Thompson meticulously demolished the state’s argument that such a law safeguards patient safety and functions as a way of ensuring medical competence among doctors. It does exactly the opposite, he said.
In order to have admitting privileges, he said, most hospitals require doctors to admit a certain number of patients per year. But complications from early abortions (the only kind performed in Alabama, where abortion after 20 weeks is illegal) are so “vanishingly rare,” as he put it, that such a quota could never be met.
A patient, he wrote, is two to three times more likely to die from a penicillin shot than an abortion.
The beautiful thing about this ruling is that it is so firmly grounded not just in the law, but in the law’s application in the real world.
He understands that most of the state’s women who seek abortion are poor, and that being forced to travel to another city to obtain an abortion adds a real, not hypothetical, financial and emotional burden.
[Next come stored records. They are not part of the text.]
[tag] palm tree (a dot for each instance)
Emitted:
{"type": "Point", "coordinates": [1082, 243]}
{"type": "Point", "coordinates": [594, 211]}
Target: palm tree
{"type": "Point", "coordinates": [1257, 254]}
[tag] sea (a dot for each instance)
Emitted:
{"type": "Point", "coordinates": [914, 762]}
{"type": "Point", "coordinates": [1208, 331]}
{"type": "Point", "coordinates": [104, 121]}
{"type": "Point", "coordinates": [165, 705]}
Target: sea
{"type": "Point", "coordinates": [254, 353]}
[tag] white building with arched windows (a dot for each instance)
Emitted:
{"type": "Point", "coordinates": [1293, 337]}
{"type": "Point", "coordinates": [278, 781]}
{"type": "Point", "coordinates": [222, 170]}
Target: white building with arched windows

With access to abortion “radically diminished” under the Alabama law, he wrote, desperate women unable to afford a 150-mile trip to a clinic, would turn to unregulated, illegal Internet sales of abortion-inducing medications. “At the worst,” he wrote, “there is a danger that women would attempt surgical abortions on themselves.”
He understands — and chronicles at length — the long, sordid history of violence against abortion providers in Alabama, reminding us that the first abortion doctor to die in the line of duty, as it were, was Dr. David Gunn, an Alabama abortion provider, who was slain outside his Florida clinic in 1993 by an anti-abortion extremist after Gunn’s name, photo and contact information were distributed at an anti-abortion rally in Montgomery, Ala.
More important, he understands exactly how the terrorizing effect of violence has changed the way abortion doctors live and work, making it impossible for them to be eligible for admitting privileges. Because of the ongoing violence and harassment, most of the doctors who perform abortions in small to mid-sized Alabama cities like Montgomery, Birmingham and Mobile do not live in those places. It’s too risky and too stigmatizing for them. (During the trial, the abortion doctors testified behind black curtains. Their identities are not revealed in the ruling, either, where they are called Dr. A, Dr. B and so on.)
The doctors fly in to their clinics from other places, weekly or monthly. One comes to Alabama from Chicago (where she has admitting privileges at her Illinois hospital). Another, incredibly, comes all the way from Nigeria, and stays in Atlanta during her visits to the U.S.
But in order to receive admitting privileges at a hospital, doctors must live no further than an hour away. Thompson grasps the Catch-22 craziness of that, and finds it unconstitutional.
(And then there is the abject cowardice -- my phrase, not his -- of some hospital officials, who could extend admitting privileges, but won’t, for political reasons. One of the abortion doctors, identified only as Dr. Roe, testified that the chairman of the University of Alabama-Birmingham’s obstetrics/gynecology department refused to consider her even though she had once been on the faculty there.)
Forcing the closure of clinics, of course, has always been the goal of these laws, which have also been challenged in Mississippi, where a federal appeals court blocked a similar law that would have shut down that state’s only abortion clinic, and in Texas, where closing arguments were expected Wednesday in a challenge to another such law.